Eventually, shipping companies scrap older ships and idle their existing fleet. Tankers trade for less than half their original cost. Day rates slowly recover. Demand for new ships increases. And it starts all over again. In other words, the cure for low prices is low prices.
Have we seen bottom yet?
I believe that we might be finally approaching the bottom of the cycle in shipping. As of now, earnings for many companies in the sector can’t even meet operating costs.

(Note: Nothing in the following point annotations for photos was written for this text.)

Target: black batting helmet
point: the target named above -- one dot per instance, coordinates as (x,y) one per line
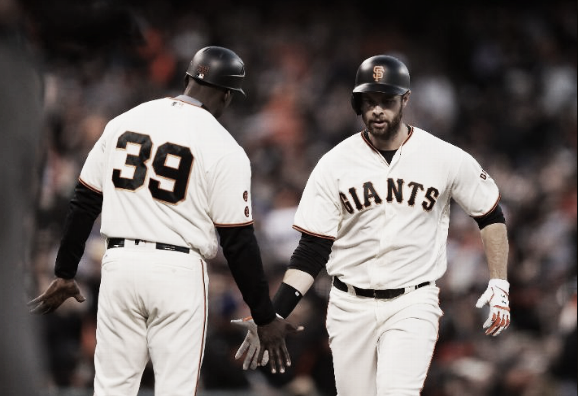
(380,73)
(218,66)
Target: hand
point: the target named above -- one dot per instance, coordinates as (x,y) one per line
(57,292)
(272,338)
(496,296)
(251,345)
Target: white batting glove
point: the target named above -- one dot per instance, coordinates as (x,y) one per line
(496,296)
(251,345)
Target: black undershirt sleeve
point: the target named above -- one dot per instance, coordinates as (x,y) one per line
(85,206)
(243,255)
(495,216)
(311,254)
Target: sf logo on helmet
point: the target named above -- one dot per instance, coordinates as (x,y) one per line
(378,73)
(201,71)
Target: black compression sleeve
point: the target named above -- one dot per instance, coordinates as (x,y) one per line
(84,208)
(495,216)
(243,256)
(311,254)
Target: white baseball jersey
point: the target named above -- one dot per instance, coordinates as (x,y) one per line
(171,178)
(390,221)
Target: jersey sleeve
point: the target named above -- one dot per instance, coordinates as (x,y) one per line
(92,172)
(319,211)
(473,188)
(229,187)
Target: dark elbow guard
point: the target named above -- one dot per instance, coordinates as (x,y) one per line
(495,216)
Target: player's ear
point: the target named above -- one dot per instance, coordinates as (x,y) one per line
(228,96)
(405,98)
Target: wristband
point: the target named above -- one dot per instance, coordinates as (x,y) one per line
(286,299)
(500,283)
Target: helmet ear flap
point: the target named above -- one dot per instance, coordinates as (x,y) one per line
(355,103)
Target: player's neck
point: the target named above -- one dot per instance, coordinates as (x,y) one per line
(390,140)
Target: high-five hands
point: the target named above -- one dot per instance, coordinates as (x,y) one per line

Erik Stavseth, an analyst at investment bank Arctic Securities, told the Financial Times, “There’s [no ships] making money and no ability to pay the banks what they owe them.” He said rates had been at best just covering operating costs since the beginning of the year. Average rates for the largest dry-bulk ship were $6,976 on Friday – under the approximately $10,000 operating cost. But some very know distressed investors are finally entering the shipping arena. Billionaire investor Wilbur Ross is one of them. Ross and a consortium of investors purchased a fleet of 30 tankers that haul gasoline and diesel for $900 million two years ago. His investment firm, WL Ross & Co., also has a majority stake in Navigator Holdings, which controls one-third of the world’s mid-sized liquefied petroleum gas carriers.
“We’re going to do a lot more in shipping even than we have,” Ross told Bloomberg in May. “Shipping has a great oversupply of vessels that came from over-ordering a few years back. We think 2014 may be when it turns around.”